Welcome to May’s Interesting Links! This month saw the Current conference in London with the usual 5k run, lots of familiar faces and friendly conversations—and plenty of excellent breakout sessions too. It seems live-tweeting conferences isn’t a thing any more, with only myself and Thomas Cooper seeming to post anything, but if you want you can go review the hashtag feed on BlueSky for some highlights of the conference.
I got my first Hacker News front page hit with AI Slop is Killing Online Communities (51k views and climbing!), and a nice little halo boost for another rant from earlier this year, AI will fsck you up if you’re not on board.
Oh, and I got involved in some thought leadering over on LinkedIn (which a non-zero number of people thought was serious) with my shitposting about fried breakfasts.
|
Kafka and Event Streaming 🔗
-
🔥 Apache Kafka 4.3.0 has been released. Check out the release announcement, as well as a video from Sandon Jacobs covering the new features.
-
🔥 After a few quiet months on his blog, Jack Vanlightly is back with a bang! He’s written a new tool, Dimster, a performance benchmarking tool for Apache Kafka, and has written several more blog posts off the back of it:
-
Benchmarking Apache Kafka Consumer Groups vs Share Groups (overhead test).
-
Kafka Share Groups and Parallelizing Consumption Part 1: Tuning max.poll.records, Part 2: Producer Batches and share.acquire.mode.
-
-
🔥 I had the absolute pleasure to watch Victor Rentea present at Devoxx UK earlier this month. This guy redefines what it means to be an entertaining, energetic, enthusiastic—and educational presenter. Whilst his specific talk, "Event-Driven Architecture Pitfalls" isn’t online yet, you can find the slides here, and a recording from Devoxx last year of a similar talk.
-
The Parallel Consumer library from Confluent has been marked as no longer maintained, prompting a discussion of alternatives (and the concept itself) on LinkedIn, as well as a fork from one of the original authors, Tony Stubbs.
-
Mariano Gonzalez - Benchmarking KPipe against the parallel-Kafka libraries you would actually pick.
-
Michel Tricot - Event-Driven vs.
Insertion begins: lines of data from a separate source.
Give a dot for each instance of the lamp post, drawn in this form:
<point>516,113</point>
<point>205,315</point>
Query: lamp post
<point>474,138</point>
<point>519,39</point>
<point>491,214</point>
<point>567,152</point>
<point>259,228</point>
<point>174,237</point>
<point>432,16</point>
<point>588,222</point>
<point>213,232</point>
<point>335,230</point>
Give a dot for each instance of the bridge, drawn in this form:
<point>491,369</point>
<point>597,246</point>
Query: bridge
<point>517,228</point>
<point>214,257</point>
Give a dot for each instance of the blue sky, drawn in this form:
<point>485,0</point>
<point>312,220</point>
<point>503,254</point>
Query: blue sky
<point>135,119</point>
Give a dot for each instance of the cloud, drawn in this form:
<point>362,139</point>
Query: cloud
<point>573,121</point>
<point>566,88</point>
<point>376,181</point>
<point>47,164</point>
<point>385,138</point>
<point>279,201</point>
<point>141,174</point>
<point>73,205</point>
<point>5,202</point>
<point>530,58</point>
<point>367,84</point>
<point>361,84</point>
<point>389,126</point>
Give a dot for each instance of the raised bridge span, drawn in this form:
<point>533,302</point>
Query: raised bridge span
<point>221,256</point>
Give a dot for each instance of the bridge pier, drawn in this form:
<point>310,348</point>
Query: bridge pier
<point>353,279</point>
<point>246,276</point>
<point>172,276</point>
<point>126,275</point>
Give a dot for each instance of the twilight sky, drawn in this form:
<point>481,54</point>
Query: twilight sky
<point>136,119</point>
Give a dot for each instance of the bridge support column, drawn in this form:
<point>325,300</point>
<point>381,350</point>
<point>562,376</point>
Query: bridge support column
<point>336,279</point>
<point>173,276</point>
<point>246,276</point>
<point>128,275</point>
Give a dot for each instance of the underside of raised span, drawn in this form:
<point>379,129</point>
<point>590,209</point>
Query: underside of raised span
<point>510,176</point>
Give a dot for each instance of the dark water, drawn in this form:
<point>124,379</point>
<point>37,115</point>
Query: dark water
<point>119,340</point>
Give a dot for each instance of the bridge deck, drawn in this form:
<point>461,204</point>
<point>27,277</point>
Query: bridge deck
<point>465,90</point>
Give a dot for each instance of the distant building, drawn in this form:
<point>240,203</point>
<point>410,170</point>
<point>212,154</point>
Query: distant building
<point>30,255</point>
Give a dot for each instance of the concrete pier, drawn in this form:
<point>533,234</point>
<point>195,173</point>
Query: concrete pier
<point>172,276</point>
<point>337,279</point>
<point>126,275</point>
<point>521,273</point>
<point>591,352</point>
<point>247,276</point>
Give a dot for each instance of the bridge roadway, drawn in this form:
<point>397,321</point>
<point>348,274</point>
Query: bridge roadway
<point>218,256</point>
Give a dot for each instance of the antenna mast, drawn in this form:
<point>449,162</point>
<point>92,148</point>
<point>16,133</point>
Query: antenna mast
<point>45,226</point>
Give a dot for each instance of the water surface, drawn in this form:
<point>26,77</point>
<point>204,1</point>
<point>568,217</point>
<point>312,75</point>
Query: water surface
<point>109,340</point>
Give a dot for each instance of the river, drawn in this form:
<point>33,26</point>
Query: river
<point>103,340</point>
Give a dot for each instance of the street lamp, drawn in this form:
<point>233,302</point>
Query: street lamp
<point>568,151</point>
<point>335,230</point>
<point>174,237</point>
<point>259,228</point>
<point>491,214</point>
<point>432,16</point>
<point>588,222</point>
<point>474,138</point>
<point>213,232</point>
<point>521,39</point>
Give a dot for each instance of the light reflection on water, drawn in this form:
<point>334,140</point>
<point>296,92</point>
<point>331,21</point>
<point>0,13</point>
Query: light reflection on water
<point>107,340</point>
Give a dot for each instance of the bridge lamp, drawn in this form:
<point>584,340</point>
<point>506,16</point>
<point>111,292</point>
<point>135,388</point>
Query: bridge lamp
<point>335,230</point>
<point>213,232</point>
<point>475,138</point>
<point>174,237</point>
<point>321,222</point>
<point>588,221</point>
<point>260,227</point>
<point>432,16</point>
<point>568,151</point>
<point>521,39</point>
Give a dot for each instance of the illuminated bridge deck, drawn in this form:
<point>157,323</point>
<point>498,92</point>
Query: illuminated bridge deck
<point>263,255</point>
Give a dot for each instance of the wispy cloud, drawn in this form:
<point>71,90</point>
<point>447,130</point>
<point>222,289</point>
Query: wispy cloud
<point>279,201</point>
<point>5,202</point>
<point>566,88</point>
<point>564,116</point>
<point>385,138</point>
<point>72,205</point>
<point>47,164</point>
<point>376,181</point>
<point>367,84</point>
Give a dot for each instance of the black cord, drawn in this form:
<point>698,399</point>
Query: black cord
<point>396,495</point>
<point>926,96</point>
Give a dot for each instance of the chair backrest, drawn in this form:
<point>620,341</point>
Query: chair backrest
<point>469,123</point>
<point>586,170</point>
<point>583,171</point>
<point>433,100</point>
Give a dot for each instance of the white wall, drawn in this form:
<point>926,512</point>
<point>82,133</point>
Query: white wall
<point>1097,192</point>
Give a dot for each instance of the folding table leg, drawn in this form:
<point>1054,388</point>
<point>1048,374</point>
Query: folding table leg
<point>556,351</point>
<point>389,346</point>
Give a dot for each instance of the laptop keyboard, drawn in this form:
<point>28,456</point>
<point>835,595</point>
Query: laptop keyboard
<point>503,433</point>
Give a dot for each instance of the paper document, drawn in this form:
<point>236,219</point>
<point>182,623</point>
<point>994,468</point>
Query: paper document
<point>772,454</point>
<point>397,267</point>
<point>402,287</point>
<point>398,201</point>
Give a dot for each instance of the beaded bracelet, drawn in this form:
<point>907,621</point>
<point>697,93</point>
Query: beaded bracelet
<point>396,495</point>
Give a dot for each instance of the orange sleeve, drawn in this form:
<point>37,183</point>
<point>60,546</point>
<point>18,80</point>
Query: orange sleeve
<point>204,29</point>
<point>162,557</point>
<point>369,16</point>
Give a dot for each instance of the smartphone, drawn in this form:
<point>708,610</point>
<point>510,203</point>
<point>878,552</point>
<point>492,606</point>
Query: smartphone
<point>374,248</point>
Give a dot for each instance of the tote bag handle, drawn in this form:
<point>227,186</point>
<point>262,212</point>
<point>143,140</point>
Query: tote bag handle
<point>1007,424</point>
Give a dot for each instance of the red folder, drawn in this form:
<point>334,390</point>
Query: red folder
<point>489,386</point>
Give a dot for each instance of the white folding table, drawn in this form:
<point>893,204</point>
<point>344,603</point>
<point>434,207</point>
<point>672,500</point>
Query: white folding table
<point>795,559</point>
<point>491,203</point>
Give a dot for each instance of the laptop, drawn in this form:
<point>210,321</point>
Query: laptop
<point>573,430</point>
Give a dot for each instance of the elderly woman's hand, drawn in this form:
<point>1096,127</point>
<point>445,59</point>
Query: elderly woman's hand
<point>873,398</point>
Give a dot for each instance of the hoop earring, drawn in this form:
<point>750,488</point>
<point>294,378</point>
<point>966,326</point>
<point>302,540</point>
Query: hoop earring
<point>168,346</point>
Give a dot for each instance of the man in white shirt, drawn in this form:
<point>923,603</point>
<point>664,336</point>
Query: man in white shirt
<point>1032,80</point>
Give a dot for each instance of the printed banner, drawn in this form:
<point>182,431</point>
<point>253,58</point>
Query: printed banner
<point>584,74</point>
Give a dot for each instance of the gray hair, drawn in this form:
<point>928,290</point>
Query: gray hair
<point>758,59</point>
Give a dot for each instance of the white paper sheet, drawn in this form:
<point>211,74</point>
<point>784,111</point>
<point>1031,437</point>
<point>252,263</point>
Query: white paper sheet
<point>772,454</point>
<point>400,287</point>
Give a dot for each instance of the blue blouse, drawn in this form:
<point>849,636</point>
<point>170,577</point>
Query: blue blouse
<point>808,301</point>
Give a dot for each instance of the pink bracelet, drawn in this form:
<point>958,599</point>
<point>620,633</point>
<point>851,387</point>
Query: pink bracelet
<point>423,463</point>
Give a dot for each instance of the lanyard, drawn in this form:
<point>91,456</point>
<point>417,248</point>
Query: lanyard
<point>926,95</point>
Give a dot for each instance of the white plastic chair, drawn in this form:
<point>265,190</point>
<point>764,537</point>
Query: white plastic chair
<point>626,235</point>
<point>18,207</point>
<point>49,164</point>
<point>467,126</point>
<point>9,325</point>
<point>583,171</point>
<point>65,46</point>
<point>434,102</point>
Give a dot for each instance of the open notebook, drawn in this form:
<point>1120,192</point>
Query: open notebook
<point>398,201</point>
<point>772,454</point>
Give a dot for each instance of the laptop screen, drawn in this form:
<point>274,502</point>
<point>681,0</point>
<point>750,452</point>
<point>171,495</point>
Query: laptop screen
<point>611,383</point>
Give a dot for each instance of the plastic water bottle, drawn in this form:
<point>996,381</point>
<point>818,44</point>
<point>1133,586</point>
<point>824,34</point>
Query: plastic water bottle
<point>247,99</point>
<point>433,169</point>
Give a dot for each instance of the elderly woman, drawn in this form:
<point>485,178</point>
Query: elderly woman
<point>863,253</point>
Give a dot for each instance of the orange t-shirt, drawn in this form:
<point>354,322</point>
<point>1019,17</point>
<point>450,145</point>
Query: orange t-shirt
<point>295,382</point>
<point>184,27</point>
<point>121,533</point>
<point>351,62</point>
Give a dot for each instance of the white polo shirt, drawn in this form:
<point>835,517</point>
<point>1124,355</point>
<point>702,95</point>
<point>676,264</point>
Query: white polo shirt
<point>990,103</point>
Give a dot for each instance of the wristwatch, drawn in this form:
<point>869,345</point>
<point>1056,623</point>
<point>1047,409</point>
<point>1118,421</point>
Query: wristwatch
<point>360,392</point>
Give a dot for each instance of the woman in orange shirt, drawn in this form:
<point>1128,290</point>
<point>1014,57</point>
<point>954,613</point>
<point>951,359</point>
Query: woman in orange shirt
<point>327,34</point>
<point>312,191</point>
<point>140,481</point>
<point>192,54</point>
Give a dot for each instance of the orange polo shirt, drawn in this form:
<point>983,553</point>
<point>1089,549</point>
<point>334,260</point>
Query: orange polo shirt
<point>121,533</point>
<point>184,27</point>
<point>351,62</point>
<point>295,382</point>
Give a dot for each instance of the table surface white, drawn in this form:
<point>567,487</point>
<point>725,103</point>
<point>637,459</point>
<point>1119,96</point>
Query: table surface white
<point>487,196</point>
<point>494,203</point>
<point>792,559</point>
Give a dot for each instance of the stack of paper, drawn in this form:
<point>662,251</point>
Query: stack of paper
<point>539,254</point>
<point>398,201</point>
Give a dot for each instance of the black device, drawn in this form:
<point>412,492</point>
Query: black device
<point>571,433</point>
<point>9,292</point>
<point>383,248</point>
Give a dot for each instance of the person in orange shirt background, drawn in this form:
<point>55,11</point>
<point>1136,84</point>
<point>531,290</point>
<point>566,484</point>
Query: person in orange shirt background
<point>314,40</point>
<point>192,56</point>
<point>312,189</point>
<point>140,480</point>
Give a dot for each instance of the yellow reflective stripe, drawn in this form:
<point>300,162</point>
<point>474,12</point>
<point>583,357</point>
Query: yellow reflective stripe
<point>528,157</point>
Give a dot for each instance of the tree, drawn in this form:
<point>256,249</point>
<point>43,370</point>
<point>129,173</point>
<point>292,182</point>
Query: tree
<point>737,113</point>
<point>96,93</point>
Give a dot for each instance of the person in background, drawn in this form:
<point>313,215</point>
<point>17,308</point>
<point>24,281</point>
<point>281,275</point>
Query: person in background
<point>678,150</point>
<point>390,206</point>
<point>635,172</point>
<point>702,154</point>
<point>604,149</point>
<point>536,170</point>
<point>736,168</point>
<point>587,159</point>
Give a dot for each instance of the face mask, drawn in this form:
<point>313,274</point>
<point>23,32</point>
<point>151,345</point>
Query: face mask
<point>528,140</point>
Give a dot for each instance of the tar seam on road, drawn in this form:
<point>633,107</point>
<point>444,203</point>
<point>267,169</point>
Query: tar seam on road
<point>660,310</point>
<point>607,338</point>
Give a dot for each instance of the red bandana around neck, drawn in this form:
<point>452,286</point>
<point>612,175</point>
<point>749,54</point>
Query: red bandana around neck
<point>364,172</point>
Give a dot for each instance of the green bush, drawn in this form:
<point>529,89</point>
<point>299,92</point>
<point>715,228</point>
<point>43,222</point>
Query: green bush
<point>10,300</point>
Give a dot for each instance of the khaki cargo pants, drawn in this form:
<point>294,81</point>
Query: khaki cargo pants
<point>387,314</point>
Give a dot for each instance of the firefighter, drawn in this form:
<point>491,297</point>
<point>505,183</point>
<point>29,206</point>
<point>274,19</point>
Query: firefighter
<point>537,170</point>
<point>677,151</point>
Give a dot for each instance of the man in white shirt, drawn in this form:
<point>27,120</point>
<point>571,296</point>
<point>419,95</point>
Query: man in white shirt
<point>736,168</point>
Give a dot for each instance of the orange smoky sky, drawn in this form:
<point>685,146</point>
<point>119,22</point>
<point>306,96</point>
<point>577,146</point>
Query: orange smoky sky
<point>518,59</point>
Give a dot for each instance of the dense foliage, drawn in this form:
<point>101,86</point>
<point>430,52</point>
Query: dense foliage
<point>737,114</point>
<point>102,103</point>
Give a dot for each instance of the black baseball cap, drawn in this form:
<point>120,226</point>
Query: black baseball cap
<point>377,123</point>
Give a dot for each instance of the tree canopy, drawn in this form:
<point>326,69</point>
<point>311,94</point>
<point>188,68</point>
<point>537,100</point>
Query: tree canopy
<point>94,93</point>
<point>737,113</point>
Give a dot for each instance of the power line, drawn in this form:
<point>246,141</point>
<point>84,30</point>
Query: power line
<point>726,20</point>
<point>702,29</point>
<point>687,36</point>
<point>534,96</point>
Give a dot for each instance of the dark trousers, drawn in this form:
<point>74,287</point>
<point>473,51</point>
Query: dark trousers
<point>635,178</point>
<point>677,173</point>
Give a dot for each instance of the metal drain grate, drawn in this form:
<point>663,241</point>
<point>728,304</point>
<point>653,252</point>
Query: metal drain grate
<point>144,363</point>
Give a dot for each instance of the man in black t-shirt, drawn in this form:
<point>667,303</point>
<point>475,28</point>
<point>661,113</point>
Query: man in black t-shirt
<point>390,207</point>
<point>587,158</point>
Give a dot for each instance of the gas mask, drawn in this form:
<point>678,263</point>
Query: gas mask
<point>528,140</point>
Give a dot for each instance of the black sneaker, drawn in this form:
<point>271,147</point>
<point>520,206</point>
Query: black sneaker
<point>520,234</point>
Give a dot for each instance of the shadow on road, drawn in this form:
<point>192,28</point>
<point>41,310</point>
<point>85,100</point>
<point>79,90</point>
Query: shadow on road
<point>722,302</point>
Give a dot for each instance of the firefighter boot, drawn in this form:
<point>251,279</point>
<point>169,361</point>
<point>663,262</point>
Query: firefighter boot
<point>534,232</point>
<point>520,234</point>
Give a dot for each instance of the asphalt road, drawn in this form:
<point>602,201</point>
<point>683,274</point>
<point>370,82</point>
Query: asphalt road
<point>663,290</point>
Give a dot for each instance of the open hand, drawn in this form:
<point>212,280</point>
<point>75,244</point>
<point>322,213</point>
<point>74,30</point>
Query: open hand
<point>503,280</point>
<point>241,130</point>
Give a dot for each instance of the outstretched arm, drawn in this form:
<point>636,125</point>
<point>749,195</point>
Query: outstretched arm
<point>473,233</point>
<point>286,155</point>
Polling Architectures for Agent Triggers.
-
An interesting idea from Florent Ramiere and colleagues: what if you specify a set of interesting additions to Kafka’s functionality, with strict rules around the implementation, and then have LLMs take their best shot at it? You can see the ideas and results in the branches of this repository.
-
Viquar Khan - Architecting Cloud-Native Kafka: From Tiered Storage Towards a Diskless Future.
-
Elad Eldor - Kafka’s Real Compression Problem Is Batch Depth, and Kafka Compute Is Cheap. Network Is Not.
-
Kroxylicious version 0.21.0 has been released, and Sam Barker from the Kroxylicious project has been running some benchmarks to look at the impact that the proxy has, both pass-through and when encrypting records.
-
Aiven’s Juha Mynttinen explores why they think Apache Kafka Deserves Topic Types.
-
Details of a Coinbase outage involving their Kafka provider, which based on blogs from 2022 and 2023 is MSK.
-
Andy Muir - Kafka Schema Registry doesn’t guarantee compatibility (and what actually does).
-
Bruno Cadonna - OpenData Buffer: HA pipelines without Kafka.
-
Jeffrey J. Jennings - Kafka’s quiet observability superpower - Kafka Interceptors.
-
Grzegorz Kocur - Do Kafka metrics have to be so difficult?
Stream Processing 🔗
-
Flink’s Stateful Functions (StateFun) is not maintained by the project any more, so kzmlabs' Oleksandr Kazimirov forked it to continue developing it.
-
Olena Vodzianova - How Chandy-Lamport Inspired Apache Flink Checkpointing.
-
🔥 Two good posts from the team at Grab:
-
Details of how they built their one-click data ingestion platform with Apache Flink.
-
Details of how Smartsheet use Flink for optimising both costs and performance by filtering messages.
-
flink-state-explorer is, as the name suggests, a tool for exploring Apache Flink 1.20 canonical savepoints interactively.
-
A hands-on github repo from Patrick Neff showing off Stream processing pipeline using dbt and Flink on Confluent Cloud.
-
Shuva Jyoti Kar - Designing stateful serverless Agentic Loop with Kafka and Flink.
-
A couple of security issues for Flink to be aware of if you’re running it:
-
CVE-2026-35194 (SQL injection).
-
CVE-2026-40564 (K8s operator).
-
Analytics 🔗
-
🔥 Tristan Handy - BI’s Second Unbundling.
-
A good writeup from Cloudflare’s James Morrison and Christian Endres about tracing performance issues in ClickHouse.
-
Several posts from StarRocks covering new features in 4.1:
-
Two BigQuery optimisation/cost saving articles, from Christophe Oudar and Azeem Jalageri.
-
Daniel Beach - Spark is Dead. Long Live DuckDB.
-
Alibaba added DuckDB into their fork of MySQL, AliSQL, providing storage and query for OLAP workloads.
-
Simon Aubury - I don’t need an untrusted LLM to tell me I’m spending too much on coffee.
-
The DuckDB team announced Quack: The DuckDB Client-Server Protocol.
-
Ben Fleis explores DuckDB’s support for Delta and Unity Catalog.
-
🔥 I’ve been a fan of Mark Litwintschik’s no-nonsense blog posts showing current technologies and exploring interesting data sets for many years. In this one he uses DuckDB to analyse details of 10K+ Satellites in Space.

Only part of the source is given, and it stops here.